# VC Radiance 2560 - Interlock???



## Special$K$ (Feb 15, 2016)

I am a Licensed General Contractor.

I have contacted V C, but I may as well have called my dead grandmother - they were absolutely NO HELP AT ALL.  All they do is refer me to "a local dealer".  Problem is, the local dealers around here are in collusion and will not work on your appliance of any type unless you are their gas customer.  (Turf protection, collusion, etc).  When I contacted the closest VC Dealer, an hour away, he mentioned that unless my customer was his gas customer, he can't help me.  I am still trying to get info out of them, (see below), so I am remaining nice and friendly, but my instincts tell me this should be turned over to the local attorney general for investigation, but that is someone else's battle, or a battle for another day.  Anyway, proceeding on......


Customer has a 18 year old Vermont Castings Radiance 2560 with a Blower kit added.
RADVT series, RADVTBS to be exact.  (Bisquit color), (not that it matters!)

Removed door and logs and cleaned up/out whole box.....never been cleaned.

Pilot working fine - flame all three directions.
Cleaned orifices just in case, as one looked a bit too yellow.  Cleaning straightened that out.

Manifold looks to be burned and cracked, so recommended to customer that we replace that.  Gotta find parts.......have number, but ....


*QUESTION 1:*
Where in the world can i just simply BUY the parts w/o paying a tech rep, who knows less than I do, to come out and check things, (when I really don't need that!)

further......
Anyway, replaced the Thermocouple becasue it looked worn/used/loose.  No problems there now, new one fits fine.  A bit taller, but no issues.

Can replace Thermopile, but mV's check out as OK.  When jumped across heater will not ignite or turn on.

Gas Valve checks out OK, but when jumped across heater will not ignite or turn on.

Hmmmmm.........finally find "INTERLOCK" noted on wiring diagram, but nothing noted in parts list anywhere.  Manual say something like when this go it is not a consumer part and call dealer to have replaced".  Sounds fishy......sounds like a hidden safety part, which I understand and am fine with, but why can't I buy it and replace it myself?  Where is it located?  Photo?  Sketch?


*QUESTION 2:*
Anyone know a part number for this, or where I can even find a part number for this, or better yet:
Where in the world can i just simply BUY the parts w/o paying a tech rep, who knows less than I do, to come out and check things, (when I really don't need that!)

Any help greatly appreciated!!


Thanks


----------



## BrotherBart (Feb 15, 2016)

I don't know gas stoves but these folks have a good rep for having/finding stove parts for just about everything.

http://www.woodmanspartsplus.com/


----------



## Special$K$ (Feb 15, 2016)

BrotherBart said:


> I don't know gas stoves but these folks have a good rep for having/finding stove parts for just about everything.
> 
> http://www.woodmanspartsplus.com/




Thanks!

I ended up finding another number for VC/Monessen, and got Tech Help.
(Found number in a thread on here!!)
Left message  (fingers crossed)

Just spoke to factory Tech Rep, Tim Richardson.
SUPER helpful!
He provided their name, plus Cozy Cains, Stove Parts Unlimited, and Stove Parts.com.

Will try Woodmans first.......

Also, found out that the INTERLOCK is just a micro-switch with a cotter pin.
Switch kicks off, pin falls out.
Depress switch, re-install pin, good to go.


Will report back soon......


----------



## barmstrong2 (Feb 15, 2016)

Hello.
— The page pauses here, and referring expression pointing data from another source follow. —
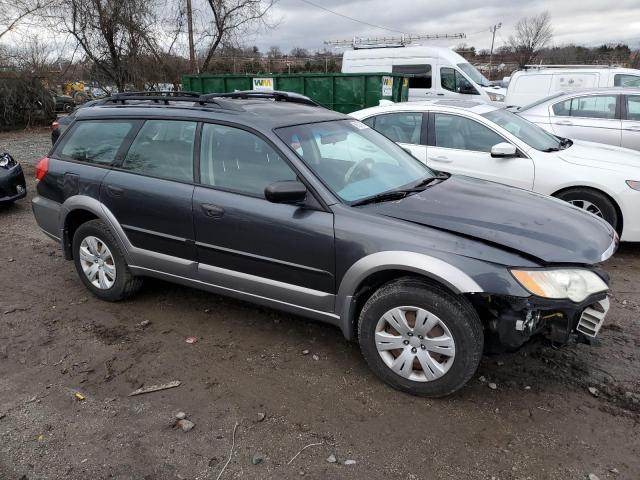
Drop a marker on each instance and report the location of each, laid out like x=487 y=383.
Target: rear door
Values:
x=408 y=129
x=631 y=122
x=150 y=189
x=246 y=243
x=421 y=83
x=461 y=145
x=594 y=118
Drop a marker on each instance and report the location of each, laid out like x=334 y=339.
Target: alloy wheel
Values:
x=97 y=262
x=415 y=343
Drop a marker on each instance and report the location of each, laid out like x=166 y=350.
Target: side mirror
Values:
x=290 y=192
x=504 y=150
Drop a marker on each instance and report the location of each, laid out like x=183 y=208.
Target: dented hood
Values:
x=546 y=228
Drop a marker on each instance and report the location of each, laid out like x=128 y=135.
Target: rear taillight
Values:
x=42 y=168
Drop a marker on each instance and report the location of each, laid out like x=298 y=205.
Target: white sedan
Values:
x=609 y=115
x=485 y=141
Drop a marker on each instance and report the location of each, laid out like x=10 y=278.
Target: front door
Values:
x=593 y=118
x=150 y=190
x=246 y=243
x=463 y=146
x=631 y=124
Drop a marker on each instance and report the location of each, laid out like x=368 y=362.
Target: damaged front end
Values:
x=511 y=321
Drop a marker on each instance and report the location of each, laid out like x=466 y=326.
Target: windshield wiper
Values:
x=403 y=192
x=565 y=143
x=382 y=197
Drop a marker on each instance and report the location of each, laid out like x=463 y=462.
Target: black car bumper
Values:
x=12 y=184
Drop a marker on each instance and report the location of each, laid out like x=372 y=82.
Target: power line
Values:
x=351 y=18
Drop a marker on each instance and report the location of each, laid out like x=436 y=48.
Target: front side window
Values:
x=164 y=149
x=400 y=127
x=352 y=160
x=461 y=133
x=528 y=132
x=623 y=80
x=240 y=161
x=454 y=81
x=421 y=74
x=597 y=106
x=95 y=141
x=633 y=107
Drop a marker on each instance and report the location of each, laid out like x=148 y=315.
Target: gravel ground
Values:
x=247 y=372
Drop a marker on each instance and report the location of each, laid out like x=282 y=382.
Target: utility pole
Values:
x=493 y=30
x=193 y=67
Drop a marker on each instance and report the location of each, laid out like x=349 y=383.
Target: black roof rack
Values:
x=170 y=96
x=276 y=95
x=218 y=99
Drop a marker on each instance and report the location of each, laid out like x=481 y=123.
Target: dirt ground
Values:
x=541 y=422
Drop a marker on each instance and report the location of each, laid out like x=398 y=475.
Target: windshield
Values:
x=352 y=160
x=526 y=131
x=474 y=74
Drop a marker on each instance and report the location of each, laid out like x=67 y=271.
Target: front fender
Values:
x=411 y=262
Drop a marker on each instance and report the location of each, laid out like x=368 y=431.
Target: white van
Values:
x=439 y=71
x=538 y=82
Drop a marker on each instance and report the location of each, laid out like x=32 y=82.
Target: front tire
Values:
x=420 y=338
x=100 y=263
x=594 y=202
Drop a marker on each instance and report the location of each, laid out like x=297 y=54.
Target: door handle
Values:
x=441 y=159
x=114 y=191
x=212 y=211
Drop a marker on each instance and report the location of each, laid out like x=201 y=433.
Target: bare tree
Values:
x=530 y=36
x=14 y=13
x=231 y=18
x=112 y=34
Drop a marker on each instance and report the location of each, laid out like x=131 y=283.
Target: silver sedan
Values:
x=610 y=115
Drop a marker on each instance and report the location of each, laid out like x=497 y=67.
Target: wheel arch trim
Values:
x=92 y=205
x=411 y=262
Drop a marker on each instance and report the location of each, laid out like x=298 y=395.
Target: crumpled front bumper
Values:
x=512 y=321
x=12 y=184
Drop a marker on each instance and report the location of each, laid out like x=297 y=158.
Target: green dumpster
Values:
x=342 y=92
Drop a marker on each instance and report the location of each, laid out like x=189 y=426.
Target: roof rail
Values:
x=540 y=66
x=170 y=96
x=276 y=95
x=157 y=97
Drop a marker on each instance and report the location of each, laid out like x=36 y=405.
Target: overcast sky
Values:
x=587 y=22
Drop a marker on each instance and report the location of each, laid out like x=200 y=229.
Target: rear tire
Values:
x=100 y=263
x=594 y=202
x=436 y=320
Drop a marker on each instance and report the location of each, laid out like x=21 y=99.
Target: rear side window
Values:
x=400 y=127
x=95 y=141
x=622 y=80
x=240 y=161
x=454 y=81
x=163 y=148
x=602 y=106
x=633 y=107
x=422 y=74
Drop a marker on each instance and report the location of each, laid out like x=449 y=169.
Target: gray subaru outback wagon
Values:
x=270 y=198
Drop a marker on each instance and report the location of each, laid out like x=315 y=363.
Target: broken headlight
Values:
x=7 y=161
x=574 y=284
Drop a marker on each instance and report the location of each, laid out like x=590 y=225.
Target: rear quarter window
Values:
x=94 y=141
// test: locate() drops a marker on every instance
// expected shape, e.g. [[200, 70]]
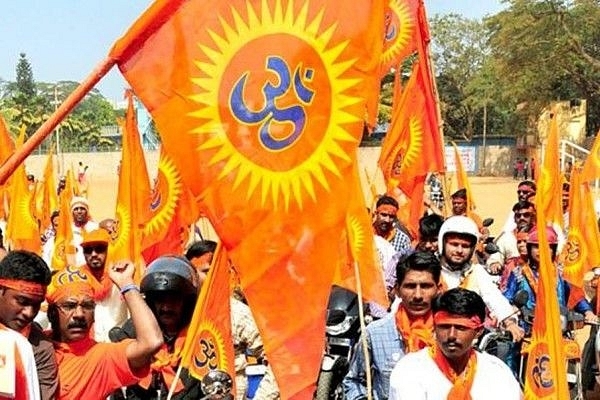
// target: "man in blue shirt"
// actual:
[[409, 329]]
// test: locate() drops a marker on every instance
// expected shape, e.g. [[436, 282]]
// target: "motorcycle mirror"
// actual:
[[521, 298], [216, 382], [487, 222]]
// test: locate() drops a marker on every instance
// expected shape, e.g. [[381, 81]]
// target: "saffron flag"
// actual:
[[400, 33], [132, 196], [209, 343], [591, 166], [172, 211], [49, 198], [22, 227], [7, 147], [545, 375], [410, 137], [581, 251], [261, 105], [360, 249], [63, 253], [550, 194]]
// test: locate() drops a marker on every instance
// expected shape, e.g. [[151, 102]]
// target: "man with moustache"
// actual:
[[88, 369], [409, 329], [110, 308], [386, 224], [451, 368], [24, 277]]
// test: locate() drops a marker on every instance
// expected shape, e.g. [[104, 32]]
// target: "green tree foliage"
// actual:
[[80, 130], [545, 51]]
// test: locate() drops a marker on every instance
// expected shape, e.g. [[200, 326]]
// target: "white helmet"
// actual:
[[457, 224]]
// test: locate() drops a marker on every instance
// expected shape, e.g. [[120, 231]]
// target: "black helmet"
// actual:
[[170, 274]]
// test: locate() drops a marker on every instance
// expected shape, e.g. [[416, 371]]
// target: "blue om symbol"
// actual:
[[294, 114], [71, 274]]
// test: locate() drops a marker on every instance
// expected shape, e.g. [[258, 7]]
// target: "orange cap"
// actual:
[[96, 236], [69, 281]]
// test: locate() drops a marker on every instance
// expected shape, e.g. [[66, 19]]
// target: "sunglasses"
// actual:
[[386, 215], [526, 214], [528, 192], [99, 248], [70, 306]]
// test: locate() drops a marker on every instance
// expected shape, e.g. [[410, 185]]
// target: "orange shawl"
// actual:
[[166, 363], [461, 384], [417, 333]]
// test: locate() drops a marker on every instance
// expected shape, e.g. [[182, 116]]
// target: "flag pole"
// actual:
[[59, 114]]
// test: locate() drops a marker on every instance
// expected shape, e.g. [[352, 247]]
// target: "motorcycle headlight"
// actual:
[[342, 327]]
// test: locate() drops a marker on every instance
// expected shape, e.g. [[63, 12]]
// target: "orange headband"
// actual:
[[446, 318], [27, 287]]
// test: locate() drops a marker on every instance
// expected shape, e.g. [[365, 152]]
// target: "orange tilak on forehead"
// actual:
[[387, 208]]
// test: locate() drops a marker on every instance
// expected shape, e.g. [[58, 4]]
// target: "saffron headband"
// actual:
[[446, 318], [27, 287]]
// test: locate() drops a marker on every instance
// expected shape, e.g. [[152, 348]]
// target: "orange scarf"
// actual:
[[461, 384], [166, 363], [417, 333], [101, 288]]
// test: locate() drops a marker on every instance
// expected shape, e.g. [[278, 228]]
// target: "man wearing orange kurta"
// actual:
[[91, 370]]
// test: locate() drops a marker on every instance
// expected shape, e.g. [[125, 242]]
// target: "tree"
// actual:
[[546, 51]]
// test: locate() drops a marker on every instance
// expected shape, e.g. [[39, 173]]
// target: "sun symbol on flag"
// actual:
[[415, 144], [275, 103], [164, 202], [400, 30]]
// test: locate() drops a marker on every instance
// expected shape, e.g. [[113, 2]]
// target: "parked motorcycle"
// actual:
[[342, 333]]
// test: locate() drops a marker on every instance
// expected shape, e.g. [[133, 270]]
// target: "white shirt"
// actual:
[[417, 377], [11, 340], [479, 281]]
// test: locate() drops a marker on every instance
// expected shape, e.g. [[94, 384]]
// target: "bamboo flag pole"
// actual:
[[57, 116]]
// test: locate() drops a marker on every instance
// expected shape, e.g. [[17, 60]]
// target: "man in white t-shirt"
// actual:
[[452, 368]]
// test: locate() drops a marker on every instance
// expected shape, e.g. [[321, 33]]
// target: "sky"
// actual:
[[67, 39]]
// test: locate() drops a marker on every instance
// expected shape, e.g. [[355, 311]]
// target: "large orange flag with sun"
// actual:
[[545, 374], [261, 105]]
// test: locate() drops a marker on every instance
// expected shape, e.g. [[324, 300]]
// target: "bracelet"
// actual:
[[129, 287]]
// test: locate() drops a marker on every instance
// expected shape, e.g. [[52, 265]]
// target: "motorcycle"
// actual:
[[342, 332], [497, 342]]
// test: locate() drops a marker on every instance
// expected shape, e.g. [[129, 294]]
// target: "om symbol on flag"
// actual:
[[296, 115]]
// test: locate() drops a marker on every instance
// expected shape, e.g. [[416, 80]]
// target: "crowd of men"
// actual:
[[445, 289], [88, 331]]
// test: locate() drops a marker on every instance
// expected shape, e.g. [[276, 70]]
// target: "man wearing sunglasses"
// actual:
[[88, 369], [110, 307], [524, 219]]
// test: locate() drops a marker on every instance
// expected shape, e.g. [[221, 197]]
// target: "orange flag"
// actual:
[[551, 194], [132, 196], [49, 200], [591, 166], [410, 137], [262, 111], [64, 252], [400, 33], [172, 210], [361, 250], [22, 228], [462, 179], [209, 344], [7, 147], [581, 251], [545, 375]]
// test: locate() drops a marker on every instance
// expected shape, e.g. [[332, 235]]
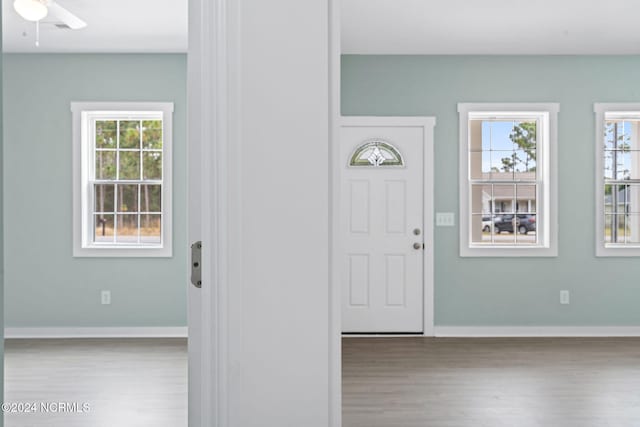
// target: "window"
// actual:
[[508, 179], [618, 179], [122, 179], [376, 153]]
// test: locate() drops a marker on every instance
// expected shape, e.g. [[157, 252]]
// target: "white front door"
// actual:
[[381, 222]]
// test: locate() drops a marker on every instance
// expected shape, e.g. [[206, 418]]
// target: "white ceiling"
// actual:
[[491, 26], [368, 27], [113, 26]]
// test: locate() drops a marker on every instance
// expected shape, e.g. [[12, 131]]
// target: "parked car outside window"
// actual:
[[524, 223]]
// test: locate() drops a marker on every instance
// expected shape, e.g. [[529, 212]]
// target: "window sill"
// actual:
[[604, 251], [508, 251], [122, 252]]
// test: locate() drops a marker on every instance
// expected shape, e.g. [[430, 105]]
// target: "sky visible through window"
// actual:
[[498, 146]]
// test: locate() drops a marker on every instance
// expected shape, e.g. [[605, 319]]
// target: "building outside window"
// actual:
[[617, 179], [508, 179]]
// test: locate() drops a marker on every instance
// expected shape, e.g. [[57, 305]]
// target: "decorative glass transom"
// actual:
[[376, 153]]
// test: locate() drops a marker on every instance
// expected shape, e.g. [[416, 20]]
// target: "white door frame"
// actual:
[[427, 124], [213, 120], [212, 61]]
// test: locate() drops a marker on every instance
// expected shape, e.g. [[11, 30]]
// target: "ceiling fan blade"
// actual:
[[65, 16]]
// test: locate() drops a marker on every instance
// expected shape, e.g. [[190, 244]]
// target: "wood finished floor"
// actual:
[[426, 382], [387, 382], [126, 382]]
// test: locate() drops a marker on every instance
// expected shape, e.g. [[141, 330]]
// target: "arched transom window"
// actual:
[[376, 153]]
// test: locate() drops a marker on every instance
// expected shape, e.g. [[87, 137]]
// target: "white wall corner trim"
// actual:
[[96, 332], [535, 331]]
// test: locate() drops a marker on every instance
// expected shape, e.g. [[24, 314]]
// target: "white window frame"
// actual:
[[547, 201], [82, 114], [620, 110]]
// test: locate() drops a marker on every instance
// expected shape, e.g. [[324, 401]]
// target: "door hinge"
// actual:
[[196, 264]]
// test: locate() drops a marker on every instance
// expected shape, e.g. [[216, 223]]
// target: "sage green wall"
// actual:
[[513, 291], [45, 285]]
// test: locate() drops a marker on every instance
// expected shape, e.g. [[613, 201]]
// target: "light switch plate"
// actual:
[[445, 219]]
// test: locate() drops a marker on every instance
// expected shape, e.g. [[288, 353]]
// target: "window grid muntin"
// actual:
[[514, 117], [615, 183], [119, 117]]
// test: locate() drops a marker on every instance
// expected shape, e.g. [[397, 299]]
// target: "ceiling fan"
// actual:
[[35, 10]]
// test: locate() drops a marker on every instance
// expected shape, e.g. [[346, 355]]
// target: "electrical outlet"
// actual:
[[105, 297], [445, 219]]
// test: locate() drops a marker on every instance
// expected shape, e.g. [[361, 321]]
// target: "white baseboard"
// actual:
[[97, 332], [536, 331]]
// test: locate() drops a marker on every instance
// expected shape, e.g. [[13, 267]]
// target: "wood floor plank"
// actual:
[[125, 382], [427, 382]]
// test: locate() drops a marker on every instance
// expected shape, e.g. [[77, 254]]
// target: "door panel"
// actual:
[[382, 272]]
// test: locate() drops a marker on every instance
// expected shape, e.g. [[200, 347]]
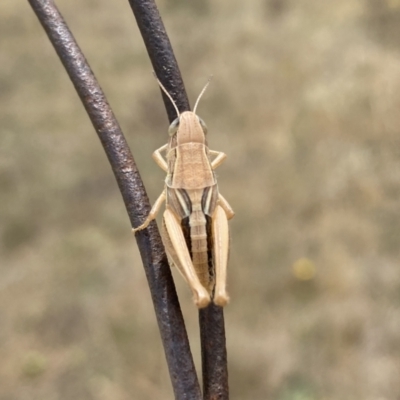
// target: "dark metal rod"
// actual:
[[213, 353], [211, 319], [161, 54], [166, 305]]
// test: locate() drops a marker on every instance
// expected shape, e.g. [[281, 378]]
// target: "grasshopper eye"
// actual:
[[173, 128], [203, 125]]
First problem, you're saying when you jump across the tpile nothing works. That's correct. If I'm reading it right. When you jump the tpile, you short it out, closing the gas valve. I think you may be trying to jump the tstat on the control, calling for the burner to light. With the pilot lot, valve turned to ON, jump across the terminals labeled TT. One will share a block with one lead from the tpile, the other, I believe, will only have TT.
The interlock... I recall there being a pin located in the draft hood on some models. It was attached to a thin cable up to the glass or something... It's been awhile. Anyway, this pin was very obvious, when you knew it was there, up inside the draft hood in the rear of the unit. There are 2 wires leading to the block, as well. It was tied into the mV safety loop. The pin holds a spring loaded switch closed. Check that and see if it's there.


----------